At the moment writing is my day job, though this hasn’t always been the case. I write between dropping my children off at school and picking them up again, a working day of about six hours. It never seems long enough. I was a teacher for many years and I’ve written while taking detention and before registration in the mornings. When I’m away from home I set my laptop up on a bedside locker and write there. You can’t afford to have special rituals or be too fussy about your circumstances when your next thought is liable to be interrupted by someone saying “Mu-uum”. (Hello kids, I love you too.)
I know that being an avid reader is almost compulsory for a writer so a question I always ask is if you can remember the first book you read that moved you to tears, if any?
Not sure if I can pinpoint the very first book that moved me to tears, but I do recall, with weird immediacy, learning the alphabet itself. I was at the Walworth Barbour American School in Israel and must have been about five years old. We were taught the alphabet with an ingenious story flip-chart. In this story you were taken on a journey through a jungle, over mountains, across seas and deserts, and each day, as you travelled, you met a new letter. An audio cassette tape played alongside and made it all seem doubly real (there were no interactive whiteboards or DVDs then – this was the 1970s). I really had no idea what came after A, or B, or C, so every day was a total cliff hanger. I lived for these sessions and I was forlorn when we reached Z and they stopped. The excitement I felt for those 26 days is still vivid to me – I’ve probably never known anything like it since. Just thinking about it has made my heart thump.
And finally having enjoyed this novel so much I am bound to ask when we can expect another new one! And is there anything you can tell us about it?

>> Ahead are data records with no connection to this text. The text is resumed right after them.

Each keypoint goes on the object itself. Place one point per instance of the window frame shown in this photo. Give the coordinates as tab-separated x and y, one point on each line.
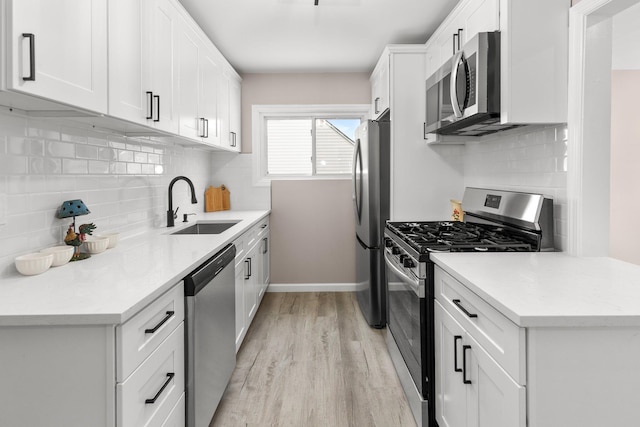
260	114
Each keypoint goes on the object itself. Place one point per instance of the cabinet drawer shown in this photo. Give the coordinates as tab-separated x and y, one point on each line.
177	415
138	337
160	379
500	337
262	228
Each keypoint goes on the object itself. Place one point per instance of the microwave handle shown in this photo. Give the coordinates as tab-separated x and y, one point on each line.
453	89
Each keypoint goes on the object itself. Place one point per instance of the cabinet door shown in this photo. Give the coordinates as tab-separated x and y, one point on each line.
241	322
58	51
224	110
208	103
251	267
264	264
494	398
128	71
380	88
479	16
235	94
187	59
451	393
162	37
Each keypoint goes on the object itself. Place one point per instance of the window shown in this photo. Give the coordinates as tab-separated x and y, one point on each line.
305	142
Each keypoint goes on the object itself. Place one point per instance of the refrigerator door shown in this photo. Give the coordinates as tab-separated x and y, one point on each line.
370	289
371	182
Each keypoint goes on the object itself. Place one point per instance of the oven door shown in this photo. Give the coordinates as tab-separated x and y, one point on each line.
406	318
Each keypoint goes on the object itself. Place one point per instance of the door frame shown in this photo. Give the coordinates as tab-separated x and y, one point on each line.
588	159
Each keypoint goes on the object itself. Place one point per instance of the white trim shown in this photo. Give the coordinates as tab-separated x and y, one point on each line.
578	205
311	287
260	112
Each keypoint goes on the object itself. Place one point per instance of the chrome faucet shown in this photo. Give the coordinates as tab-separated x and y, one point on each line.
171	214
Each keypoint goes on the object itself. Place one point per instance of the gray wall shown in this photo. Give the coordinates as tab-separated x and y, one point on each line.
312	226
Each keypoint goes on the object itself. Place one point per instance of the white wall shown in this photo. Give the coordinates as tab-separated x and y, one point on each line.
624	237
530	160
123	181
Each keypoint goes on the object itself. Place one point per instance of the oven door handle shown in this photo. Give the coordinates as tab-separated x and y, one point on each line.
412	281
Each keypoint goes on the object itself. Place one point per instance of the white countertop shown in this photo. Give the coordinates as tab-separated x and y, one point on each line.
551	289
112	286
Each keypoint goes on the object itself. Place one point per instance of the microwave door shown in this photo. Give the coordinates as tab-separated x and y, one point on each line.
459	84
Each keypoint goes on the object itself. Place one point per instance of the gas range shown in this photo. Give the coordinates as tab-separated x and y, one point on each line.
495	221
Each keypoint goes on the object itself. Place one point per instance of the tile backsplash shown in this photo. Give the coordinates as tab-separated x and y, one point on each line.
531	159
123	181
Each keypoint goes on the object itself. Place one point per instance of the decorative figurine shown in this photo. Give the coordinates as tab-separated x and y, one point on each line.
76	240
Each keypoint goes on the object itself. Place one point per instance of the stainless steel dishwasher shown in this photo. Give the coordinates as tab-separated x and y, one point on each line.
210	335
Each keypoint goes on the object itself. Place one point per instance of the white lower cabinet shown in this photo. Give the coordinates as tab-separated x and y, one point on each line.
472	390
97	375
149	395
252	275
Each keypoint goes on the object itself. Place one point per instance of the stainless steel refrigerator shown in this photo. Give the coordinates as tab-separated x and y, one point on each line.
371	206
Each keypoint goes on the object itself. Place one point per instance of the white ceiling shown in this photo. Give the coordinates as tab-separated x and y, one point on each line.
277	36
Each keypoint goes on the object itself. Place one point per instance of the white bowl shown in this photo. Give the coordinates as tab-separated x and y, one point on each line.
61	254
35	263
95	245
113	239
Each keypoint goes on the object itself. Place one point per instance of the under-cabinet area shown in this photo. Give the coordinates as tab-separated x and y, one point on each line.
118	357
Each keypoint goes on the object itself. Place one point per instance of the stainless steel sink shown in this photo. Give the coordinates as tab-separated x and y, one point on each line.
207	228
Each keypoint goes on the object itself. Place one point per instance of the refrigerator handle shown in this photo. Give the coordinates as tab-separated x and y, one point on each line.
357	179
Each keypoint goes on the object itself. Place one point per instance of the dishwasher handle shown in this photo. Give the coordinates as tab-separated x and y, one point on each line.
201	276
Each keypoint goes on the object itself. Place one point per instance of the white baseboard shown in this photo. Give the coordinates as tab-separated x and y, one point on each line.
311	287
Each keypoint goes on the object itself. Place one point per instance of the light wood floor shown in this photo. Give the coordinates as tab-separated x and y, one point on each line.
310	359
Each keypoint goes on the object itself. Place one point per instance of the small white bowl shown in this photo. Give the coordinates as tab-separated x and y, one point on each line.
113	239
35	263
61	254
95	245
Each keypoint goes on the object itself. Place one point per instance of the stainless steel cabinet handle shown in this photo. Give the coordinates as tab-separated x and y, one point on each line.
170	376
464	364
157	98
150	105
455	353
32	57
162	322
464	310
201	134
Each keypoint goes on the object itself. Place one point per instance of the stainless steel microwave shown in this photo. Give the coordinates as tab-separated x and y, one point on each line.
463	96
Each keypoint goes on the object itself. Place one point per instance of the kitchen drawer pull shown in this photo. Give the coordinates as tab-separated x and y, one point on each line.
170	376
32	57
464	310
157	98
162	322
150	104
247	263
455	353
464	364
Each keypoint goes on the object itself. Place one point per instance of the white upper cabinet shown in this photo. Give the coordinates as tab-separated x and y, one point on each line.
128	71
466	20
58	51
161	92
229	93
380	96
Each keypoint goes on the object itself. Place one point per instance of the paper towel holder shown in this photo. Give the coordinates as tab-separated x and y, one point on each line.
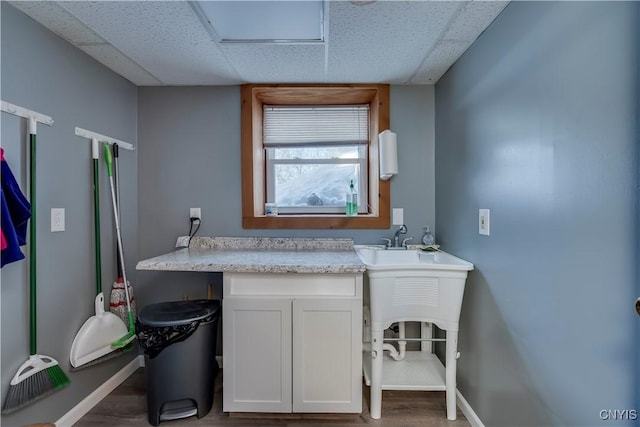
388	153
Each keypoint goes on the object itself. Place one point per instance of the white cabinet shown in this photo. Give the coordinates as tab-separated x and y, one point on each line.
292	342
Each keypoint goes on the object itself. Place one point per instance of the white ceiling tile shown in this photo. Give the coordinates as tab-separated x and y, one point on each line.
277	63
439	60
164	42
165	38
383	41
58	20
473	18
121	64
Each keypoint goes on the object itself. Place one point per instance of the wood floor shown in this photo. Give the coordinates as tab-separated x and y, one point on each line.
127	406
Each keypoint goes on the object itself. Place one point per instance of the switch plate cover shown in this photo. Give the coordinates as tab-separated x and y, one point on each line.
484	222
57	219
195	213
398	216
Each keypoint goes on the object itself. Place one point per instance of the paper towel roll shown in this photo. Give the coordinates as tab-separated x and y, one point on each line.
388	149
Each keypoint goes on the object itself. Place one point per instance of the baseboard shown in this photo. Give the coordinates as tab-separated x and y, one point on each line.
468	411
100	393
218	359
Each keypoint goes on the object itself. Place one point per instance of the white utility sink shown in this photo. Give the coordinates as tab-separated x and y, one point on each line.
412	286
377	258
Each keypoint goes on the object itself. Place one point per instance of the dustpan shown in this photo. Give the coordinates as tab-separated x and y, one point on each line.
99	332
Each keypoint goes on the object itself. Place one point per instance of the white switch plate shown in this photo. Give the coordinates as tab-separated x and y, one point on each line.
195	213
484	221
182	242
57	219
398	216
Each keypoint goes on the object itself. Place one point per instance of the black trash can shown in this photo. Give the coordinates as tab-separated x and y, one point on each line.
179	342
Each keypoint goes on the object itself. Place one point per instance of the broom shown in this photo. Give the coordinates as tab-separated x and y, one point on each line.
131	334
40	375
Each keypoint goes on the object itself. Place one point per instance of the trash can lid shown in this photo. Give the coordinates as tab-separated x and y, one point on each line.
175	313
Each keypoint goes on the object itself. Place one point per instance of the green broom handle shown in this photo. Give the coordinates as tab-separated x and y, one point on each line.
96	212
32	239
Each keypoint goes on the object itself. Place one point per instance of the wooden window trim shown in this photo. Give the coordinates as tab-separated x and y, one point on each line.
253	162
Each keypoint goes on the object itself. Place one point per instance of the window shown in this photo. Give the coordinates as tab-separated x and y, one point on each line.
313	154
307	172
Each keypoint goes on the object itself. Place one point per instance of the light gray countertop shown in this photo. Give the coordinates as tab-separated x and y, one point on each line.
260	255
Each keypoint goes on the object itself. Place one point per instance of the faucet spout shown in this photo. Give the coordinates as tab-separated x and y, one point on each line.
396	237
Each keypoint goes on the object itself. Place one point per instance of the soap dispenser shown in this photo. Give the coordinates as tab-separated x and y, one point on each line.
427	238
352	201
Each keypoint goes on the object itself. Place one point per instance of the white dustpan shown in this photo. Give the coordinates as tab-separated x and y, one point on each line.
96	335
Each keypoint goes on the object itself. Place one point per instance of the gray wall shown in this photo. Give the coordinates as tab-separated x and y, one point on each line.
539	122
42	72
190	157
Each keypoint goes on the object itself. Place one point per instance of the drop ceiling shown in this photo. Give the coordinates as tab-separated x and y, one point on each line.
158	43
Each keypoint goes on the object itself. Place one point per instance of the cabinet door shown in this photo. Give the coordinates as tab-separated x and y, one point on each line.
327	355
257	354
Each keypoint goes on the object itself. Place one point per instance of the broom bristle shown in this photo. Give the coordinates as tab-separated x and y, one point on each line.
58	377
99	360
33	388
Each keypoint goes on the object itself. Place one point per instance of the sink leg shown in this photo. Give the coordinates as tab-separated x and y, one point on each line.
426	332
451	360
375	404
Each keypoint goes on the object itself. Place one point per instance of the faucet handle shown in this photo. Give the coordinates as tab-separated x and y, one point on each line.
388	244
404	241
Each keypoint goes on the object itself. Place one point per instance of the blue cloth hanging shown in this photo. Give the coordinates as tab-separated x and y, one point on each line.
15	211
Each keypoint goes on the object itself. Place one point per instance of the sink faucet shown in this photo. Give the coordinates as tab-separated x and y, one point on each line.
396	237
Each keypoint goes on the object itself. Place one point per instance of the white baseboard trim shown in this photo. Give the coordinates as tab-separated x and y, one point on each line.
218	359
78	411
468	411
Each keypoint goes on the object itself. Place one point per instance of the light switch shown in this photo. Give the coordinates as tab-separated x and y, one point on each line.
57	219
398	216
484	222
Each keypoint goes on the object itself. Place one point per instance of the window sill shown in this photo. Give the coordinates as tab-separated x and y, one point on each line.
338	221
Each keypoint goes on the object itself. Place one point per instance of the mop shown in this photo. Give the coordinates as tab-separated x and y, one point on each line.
131	334
93	342
40	375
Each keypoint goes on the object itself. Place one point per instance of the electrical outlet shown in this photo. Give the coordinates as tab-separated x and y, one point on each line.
57	219
195	213
182	242
398	216
484	222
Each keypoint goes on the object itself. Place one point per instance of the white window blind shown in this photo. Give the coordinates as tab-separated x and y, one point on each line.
318	125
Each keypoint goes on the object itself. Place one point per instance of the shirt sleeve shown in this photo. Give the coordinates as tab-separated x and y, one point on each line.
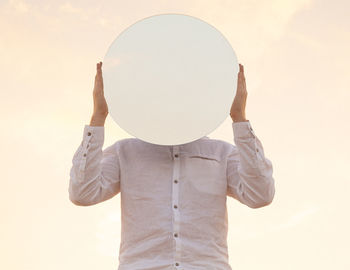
249	172
95	174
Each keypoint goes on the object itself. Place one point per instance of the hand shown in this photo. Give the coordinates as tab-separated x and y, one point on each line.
100	105
237	111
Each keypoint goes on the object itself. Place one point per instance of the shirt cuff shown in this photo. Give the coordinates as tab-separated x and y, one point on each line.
93	133
243	130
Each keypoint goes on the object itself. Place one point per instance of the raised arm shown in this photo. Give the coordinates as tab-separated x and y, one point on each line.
95	173
249	172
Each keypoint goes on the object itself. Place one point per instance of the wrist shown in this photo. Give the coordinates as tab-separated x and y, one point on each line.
238	119
97	120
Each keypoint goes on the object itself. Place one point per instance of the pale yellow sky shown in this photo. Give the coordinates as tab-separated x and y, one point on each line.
295	54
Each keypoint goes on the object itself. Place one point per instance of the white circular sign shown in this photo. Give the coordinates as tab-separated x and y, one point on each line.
170	79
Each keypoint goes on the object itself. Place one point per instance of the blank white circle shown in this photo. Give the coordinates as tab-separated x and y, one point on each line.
170	79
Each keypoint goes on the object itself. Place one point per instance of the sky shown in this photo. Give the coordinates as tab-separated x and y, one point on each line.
295	55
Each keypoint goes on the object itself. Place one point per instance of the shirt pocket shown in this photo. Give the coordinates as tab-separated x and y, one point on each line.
206	173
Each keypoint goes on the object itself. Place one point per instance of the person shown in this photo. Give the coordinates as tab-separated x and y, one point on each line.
173	198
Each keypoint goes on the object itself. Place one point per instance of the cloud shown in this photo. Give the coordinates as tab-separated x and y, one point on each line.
19	6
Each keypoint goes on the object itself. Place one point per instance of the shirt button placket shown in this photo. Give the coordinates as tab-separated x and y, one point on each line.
175	206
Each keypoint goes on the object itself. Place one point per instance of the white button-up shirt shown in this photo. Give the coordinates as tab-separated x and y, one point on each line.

Soon, I hope. I’m working on a novel about Thomas Hardy, set in the weeks immediately following the sudden death of his first wife, Emma. In the thirty-eight years they were married their relationship had become very strained: though they were living in the same house they only met once a day, over dinner, and had stopped speaking to each other. But he is shattered by the loss of her. Then, while he is still overwhelmed by grief, he finds a record she has written about their life together in which she accuses him of a very specific and very terrible thing (you’ll have to wait and see what that is), and he has to start re-evaluating their entire marriage – and himself.
The novel is called The Chosen, after one of Hardy’s poems. While describing it to you I’ve realised that like Dark Water it’s a story about suffering and the unknowability of the other, even the people to whom we’re supposedly closest. And about memory and identity and the mystery of human motivation. Which brings us back to where we started our interview, doesn’t it?
My heartfelt thanks to Elizabeth for this frank, informative, erudite and entertaining interview. If you’d like to hear more of her I include a link to a radio interview Elizabeth did for BBC Oxford with Kate Orman - https://www.bbc.co.uk/radio/play/p06k5d8w
And my thanks, yet again, to the wonderful Ana McLaughlin at Quercus books for introducing me to this book in the first place and for facilitating this interview.